Results and Comparisons

Ultra3D demonstrates superior performance and efficiency in comparison with state-of-the-art methods. Qualitative results indicate enhanced visual fidelity and richer surface details. Moreover, Part Attention delivers generation quality comparable to full global attention while significantly cutting down computational cost.

Figure 3: Ultra3D produces higher fidelity and richer surface details compared to prior methods, aligning closely with input images.

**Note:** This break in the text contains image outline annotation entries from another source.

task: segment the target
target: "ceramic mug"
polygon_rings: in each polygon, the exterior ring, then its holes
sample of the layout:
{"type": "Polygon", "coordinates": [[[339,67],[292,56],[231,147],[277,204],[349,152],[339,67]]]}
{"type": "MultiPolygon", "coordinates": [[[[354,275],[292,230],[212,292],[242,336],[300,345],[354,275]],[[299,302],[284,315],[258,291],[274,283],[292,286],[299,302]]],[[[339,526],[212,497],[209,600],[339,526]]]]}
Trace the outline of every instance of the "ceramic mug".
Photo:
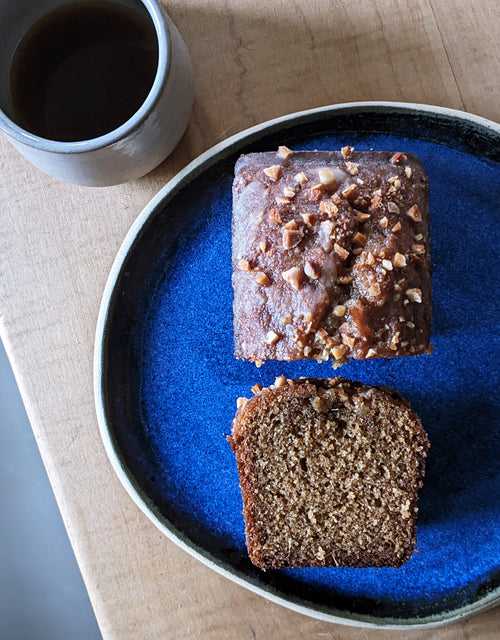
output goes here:
{"type": "Polygon", "coordinates": [[[144,176],[171,153],[191,114],[191,62],[175,25],[157,0],[113,1],[128,7],[142,4],[149,13],[158,39],[153,85],[138,111],[117,129],[91,140],[57,142],[22,129],[9,117],[10,67],[30,27],[74,0],[0,0],[0,129],[30,162],[66,182],[109,186],[144,176]]]}

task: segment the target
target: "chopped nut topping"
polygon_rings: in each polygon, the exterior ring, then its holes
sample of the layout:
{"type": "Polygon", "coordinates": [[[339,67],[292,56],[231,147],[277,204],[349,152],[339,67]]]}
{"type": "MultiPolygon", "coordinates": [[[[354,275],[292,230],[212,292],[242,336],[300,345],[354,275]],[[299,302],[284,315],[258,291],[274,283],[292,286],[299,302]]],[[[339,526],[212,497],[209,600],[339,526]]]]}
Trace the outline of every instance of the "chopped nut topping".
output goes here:
{"type": "Polygon", "coordinates": [[[392,263],[397,269],[402,269],[406,267],[406,258],[402,253],[395,253],[392,263]]]}
{"type": "Polygon", "coordinates": [[[335,360],[342,360],[348,351],[349,349],[345,344],[339,344],[336,347],[333,347],[332,355],[335,360]]]}
{"type": "Polygon", "coordinates": [[[331,220],[323,220],[319,225],[319,244],[323,251],[327,253],[332,250],[333,240],[331,238],[333,232],[333,222],[331,220]]]}
{"type": "Polygon", "coordinates": [[[355,211],[354,215],[356,216],[356,220],[358,222],[366,222],[371,218],[371,214],[363,213],[363,211],[355,211]]]}
{"type": "Polygon", "coordinates": [[[285,376],[278,376],[274,380],[274,388],[281,389],[281,387],[286,387],[287,383],[288,383],[288,380],[285,378],[285,376]]]}
{"type": "Polygon", "coordinates": [[[393,269],[392,262],[390,260],[382,260],[382,266],[387,271],[392,271],[393,269]]]}
{"type": "Polygon", "coordinates": [[[414,222],[422,222],[422,212],[420,211],[418,204],[414,204],[410,207],[406,212],[406,215],[414,222]]]}
{"type": "Polygon", "coordinates": [[[281,167],[279,164],[273,164],[270,167],[266,167],[264,173],[270,180],[276,182],[281,176],[281,167]]]}
{"type": "Polygon", "coordinates": [[[251,271],[252,265],[249,260],[245,260],[245,258],[242,258],[238,262],[238,268],[241,269],[242,271],[251,271]]]}
{"type": "Polygon", "coordinates": [[[298,291],[302,286],[302,270],[298,267],[292,267],[287,271],[283,271],[281,275],[283,276],[283,279],[296,291],[298,291]]]}
{"type": "Polygon", "coordinates": [[[392,156],[389,162],[391,164],[399,164],[400,162],[404,162],[405,160],[408,160],[408,156],[406,155],[406,153],[402,153],[401,151],[396,151],[396,153],[392,156]]]}
{"type": "Polygon", "coordinates": [[[309,201],[310,202],[319,202],[323,197],[324,187],[321,183],[313,184],[309,189],[309,201]]]}
{"type": "Polygon", "coordinates": [[[274,224],[281,224],[283,222],[280,212],[278,211],[278,209],[276,209],[276,207],[271,207],[269,209],[269,220],[274,224]]]}
{"type": "Polygon", "coordinates": [[[418,256],[423,256],[425,255],[425,244],[412,244],[411,250],[418,256]]]}
{"type": "Polygon", "coordinates": [[[359,165],[356,162],[346,162],[345,168],[351,176],[357,176],[359,173],[359,165]]]}
{"type": "Polygon", "coordinates": [[[358,195],[358,186],[356,184],[350,184],[348,187],[342,190],[342,197],[346,200],[354,200],[358,195]]]}
{"type": "Polygon", "coordinates": [[[421,289],[407,289],[405,291],[406,297],[412,302],[420,304],[422,302],[422,290],[421,289]]]}
{"type": "Polygon", "coordinates": [[[321,275],[320,268],[309,260],[304,264],[304,273],[311,280],[317,280],[321,275]]]}
{"type": "Polygon", "coordinates": [[[294,177],[295,182],[298,182],[301,186],[304,186],[306,182],[309,181],[309,178],[303,171],[297,173],[294,177]]]}
{"type": "Polygon", "coordinates": [[[283,158],[283,160],[288,160],[288,158],[293,156],[293,151],[283,144],[278,147],[278,155],[280,158],[283,158]]]}
{"type": "Polygon", "coordinates": [[[374,298],[378,297],[381,293],[380,291],[380,285],[378,282],[374,282],[369,288],[368,288],[368,293],[373,296],[374,298]]]}
{"type": "Polygon", "coordinates": [[[339,276],[337,278],[337,283],[338,284],[351,284],[352,282],[352,276],[339,276]]]}
{"type": "Polygon", "coordinates": [[[260,284],[263,287],[268,287],[271,284],[271,280],[269,279],[269,276],[265,274],[263,271],[258,271],[255,274],[255,280],[257,281],[257,284],[260,284]]]}
{"type": "Polygon", "coordinates": [[[300,215],[302,220],[310,226],[314,225],[314,223],[316,222],[316,216],[314,215],[314,213],[301,213],[300,215]]]}
{"type": "Polygon", "coordinates": [[[300,231],[294,229],[283,229],[282,242],[284,249],[293,249],[300,244],[303,236],[300,231]]]}
{"type": "Polygon", "coordinates": [[[356,233],[354,234],[354,237],[352,239],[354,244],[359,244],[361,246],[364,246],[366,244],[367,240],[368,240],[368,238],[365,236],[365,234],[364,233],[360,233],[359,231],[356,231],[356,233]]]}
{"type": "Polygon", "coordinates": [[[278,335],[275,331],[271,330],[267,332],[265,341],[266,341],[266,344],[273,345],[273,344],[276,344],[280,339],[281,339],[281,336],[278,335]]]}
{"type": "Polygon", "coordinates": [[[290,204],[290,199],[284,198],[283,196],[276,196],[275,201],[276,201],[276,204],[280,206],[290,204]]]}
{"type": "Polygon", "coordinates": [[[339,256],[339,258],[341,260],[347,260],[347,258],[349,257],[349,251],[347,251],[347,249],[344,249],[344,247],[341,247],[336,242],[333,245],[333,250],[335,251],[335,253],[339,256]]]}
{"type": "Polygon", "coordinates": [[[328,167],[322,167],[318,169],[319,181],[325,187],[329,189],[335,189],[337,186],[337,178],[331,169],[328,167]]]}
{"type": "MultiPolygon", "coordinates": [[[[314,398],[311,400],[311,405],[314,411],[316,411],[317,413],[326,413],[328,411],[328,402],[326,398],[323,398],[322,396],[314,396],[314,398]]],[[[312,519],[309,515],[311,512],[312,510],[310,509],[308,512],[308,517],[312,522],[312,519]]],[[[316,522],[316,519],[314,519],[314,522],[316,522]]]]}
{"type": "Polygon", "coordinates": [[[328,216],[337,215],[339,208],[331,200],[322,200],[319,203],[319,210],[321,213],[326,213],[328,216]]]}

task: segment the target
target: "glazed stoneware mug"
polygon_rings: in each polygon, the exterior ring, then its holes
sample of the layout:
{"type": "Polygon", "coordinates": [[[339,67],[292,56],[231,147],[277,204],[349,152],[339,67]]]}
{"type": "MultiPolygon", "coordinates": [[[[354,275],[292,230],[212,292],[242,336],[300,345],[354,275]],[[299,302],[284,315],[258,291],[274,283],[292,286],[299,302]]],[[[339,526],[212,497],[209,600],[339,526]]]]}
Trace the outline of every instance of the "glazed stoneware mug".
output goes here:
{"type": "MultiPolygon", "coordinates": [[[[78,0],[78,4],[95,0],[78,0]]],[[[19,126],[12,106],[11,66],[23,36],[41,18],[75,0],[0,0],[0,129],[34,165],[66,182],[109,186],[144,176],[181,139],[193,103],[192,68],[179,31],[157,0],[113,0],[146,11],[157,38],[158,66],[149,93],[117,128],[91,139],[61,142],[19,126]]]]}

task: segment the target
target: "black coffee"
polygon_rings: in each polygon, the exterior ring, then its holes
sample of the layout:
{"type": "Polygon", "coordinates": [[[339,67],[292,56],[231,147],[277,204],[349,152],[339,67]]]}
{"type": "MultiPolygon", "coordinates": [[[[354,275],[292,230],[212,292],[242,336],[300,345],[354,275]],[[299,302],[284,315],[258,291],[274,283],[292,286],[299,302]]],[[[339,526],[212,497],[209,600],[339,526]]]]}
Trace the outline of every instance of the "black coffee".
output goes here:
{"type": "Polygon", "coordinates": [[[154,26],[139,5],[66,5],[39,20],[14,54],[12,119],[51,140],[95,138],[137,111],[157,66],[154,26]]]}

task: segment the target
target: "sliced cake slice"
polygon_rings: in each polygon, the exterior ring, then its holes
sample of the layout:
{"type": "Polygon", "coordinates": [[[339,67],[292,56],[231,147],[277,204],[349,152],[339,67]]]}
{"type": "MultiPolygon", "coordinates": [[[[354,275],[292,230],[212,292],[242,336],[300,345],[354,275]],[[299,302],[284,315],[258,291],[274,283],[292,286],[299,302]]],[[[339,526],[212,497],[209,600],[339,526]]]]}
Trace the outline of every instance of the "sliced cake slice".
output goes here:
{"type": "Polygon", "coordinates": [[[342,378],[281,376],[254,391],[239,400],[229,438],[253,564],[408,560],[429,441],[407,402],[342,378]]]}

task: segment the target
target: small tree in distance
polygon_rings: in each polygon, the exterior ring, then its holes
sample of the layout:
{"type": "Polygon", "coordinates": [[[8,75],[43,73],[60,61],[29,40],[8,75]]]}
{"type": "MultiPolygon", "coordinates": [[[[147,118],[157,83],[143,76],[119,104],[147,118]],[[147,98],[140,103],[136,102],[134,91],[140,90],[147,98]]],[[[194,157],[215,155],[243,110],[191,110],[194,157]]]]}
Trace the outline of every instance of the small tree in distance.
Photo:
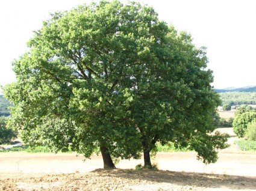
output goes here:
{"type": "Polygon", "coordinates": [[[210,133],[220,100],[205,49],[151,7],[102,1],[56,13],[28,44],[5,88],[24,141],[86,157],[99,147],[104,168],[142,151],[152,167],[157,142],[189,145],[206,163],[226,147],[210,133]]]}

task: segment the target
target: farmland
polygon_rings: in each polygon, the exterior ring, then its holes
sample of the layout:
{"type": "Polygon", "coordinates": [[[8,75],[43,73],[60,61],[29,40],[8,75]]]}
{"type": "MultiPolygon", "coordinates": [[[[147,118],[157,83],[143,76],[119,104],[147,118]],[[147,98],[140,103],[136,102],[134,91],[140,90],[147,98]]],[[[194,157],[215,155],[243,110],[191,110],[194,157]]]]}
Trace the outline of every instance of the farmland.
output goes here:
{"type": "Polygon", "coordinates": [[[218,161],[205,165],[195,152],[158,153],[159,170],[136,170],[143,160],[122,160],[117,169],[106,171],[101,156],[84,161],[75,153],[2,153],[2,190],[253,190],[256,187],[256,155],[239,150],[231,128],[229,148],[218,161]]]}

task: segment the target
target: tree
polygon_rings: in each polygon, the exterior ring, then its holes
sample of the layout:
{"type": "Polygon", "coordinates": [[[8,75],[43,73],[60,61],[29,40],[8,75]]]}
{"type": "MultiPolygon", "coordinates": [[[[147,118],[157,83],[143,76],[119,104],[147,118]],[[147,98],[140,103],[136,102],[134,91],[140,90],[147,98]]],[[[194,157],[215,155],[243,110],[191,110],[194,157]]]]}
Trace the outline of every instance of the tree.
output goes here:
{"type": "Polygon", "coordinates": [[[15,132],[6,127],[7,120],[6,117],[0,117],[0,144],[10,142],[12,139],[16,138],[15,132]]]}
{"type": "Polygon", "coordinates": [[[239,138],[243,138],[250,123],[256,120],[256,112],[249,111],[236,115],[233,121],[234,132],[239,138]]]}
{"type": "Polygon", "coordinates": [[[245,136],[251,141],[256,141],[256,119],[254,121],[248,124],[245,130],[245,136]]]}
{"type": "Polygon", "coordinates": [[[230,111],[231,110],[231,106],[229,104],[225,104],[222,106],[223,111],[230,111]]]}
{"type": "Polygon", "coordinates": [[[151,167],[157,141],[190,144],[206,163],[225,147],[225,136],[209,133],[220,100],[204,49],[151,7],[102,1],[56,13],[28,45],[5,88],[9,126],[25,142],[86,157],[99,147],[104,168],[142,151],[151,167]]]}

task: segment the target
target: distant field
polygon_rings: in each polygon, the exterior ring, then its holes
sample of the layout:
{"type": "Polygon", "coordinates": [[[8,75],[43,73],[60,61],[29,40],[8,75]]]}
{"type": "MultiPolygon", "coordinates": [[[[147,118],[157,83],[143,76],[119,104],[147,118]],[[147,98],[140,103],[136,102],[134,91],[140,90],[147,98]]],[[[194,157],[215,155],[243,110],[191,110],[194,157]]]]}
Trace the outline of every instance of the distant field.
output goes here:
{"type": "Polygon", "coordinates": [[[234,110],[233,110],[230,111],[219,111],[218,113],[222,118],[229,119],[235,117],[235,112],[234,110]]]}

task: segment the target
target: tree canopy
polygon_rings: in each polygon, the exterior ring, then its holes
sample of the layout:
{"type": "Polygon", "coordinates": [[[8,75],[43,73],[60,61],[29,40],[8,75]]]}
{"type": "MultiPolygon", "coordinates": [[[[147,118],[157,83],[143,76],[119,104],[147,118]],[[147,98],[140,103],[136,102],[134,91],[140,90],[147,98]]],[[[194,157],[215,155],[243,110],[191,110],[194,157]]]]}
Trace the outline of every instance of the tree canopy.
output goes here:
{"type": "Polygon", "coordinates": [[[151,7],[102,1],[56,13],[28,46],[5,88],[24,141],[86,157],[99,147],[104,168],[142,151],[150,166],[156,142],[190,145],[205,163],[226,146],[210,133],[220,100],[205,49],[151,7]]]}
{"type": "Polygon", "coordinates": [[[9,116],[10,110],[8,109],[11,105],[2,95],[0,95],[0,116],[9,116]]]}

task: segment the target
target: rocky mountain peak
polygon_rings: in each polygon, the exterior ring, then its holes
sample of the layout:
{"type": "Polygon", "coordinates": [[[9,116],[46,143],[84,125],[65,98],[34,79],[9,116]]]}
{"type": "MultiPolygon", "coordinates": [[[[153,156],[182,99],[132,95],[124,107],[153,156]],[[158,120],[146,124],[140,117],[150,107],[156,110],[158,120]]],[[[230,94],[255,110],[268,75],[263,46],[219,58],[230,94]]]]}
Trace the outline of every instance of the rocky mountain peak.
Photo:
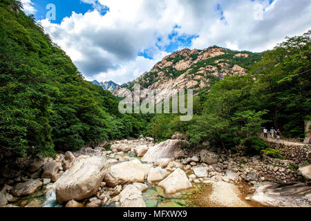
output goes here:
{"type": "MultiPolygon", "coordinates": [[[[218,46],[203,50],[187,48],[173,52],[122,88],[132,89],[134,84],[149,89],[194,89],[198,93],[225,76],[243,75],[252,64],[261,59],[262,53],[234,51],[218,46]]],[[[119,95],[124,89],[115,92],[119,95]]]]}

Implications and Future Directions

The introduction of Part Attention marks a significant advancement in sparse voxel-based 3D generation, addressing key efficiency challenges. Ultra3D's capacity to scale to high resolutions with reduced computational demands holds promise for applications in gaming, AR/VR, and other domains requiring intricate 3D content creation. Future research may explore extending Part Attention to more complex geometric structures or integrating it with emerging 3D dataset annotations to further refine 3D modeling capabilities.

Conclusion

Ultra3D sets a new benchmark for 3D generation, combining efficiency and high fidelity through novel attention mechanisms. The framework not only advances state-of-the-art performance but also opens avenues for scalable and semantically consistent 3D modeling, essential for the evolving demands of digital content creation.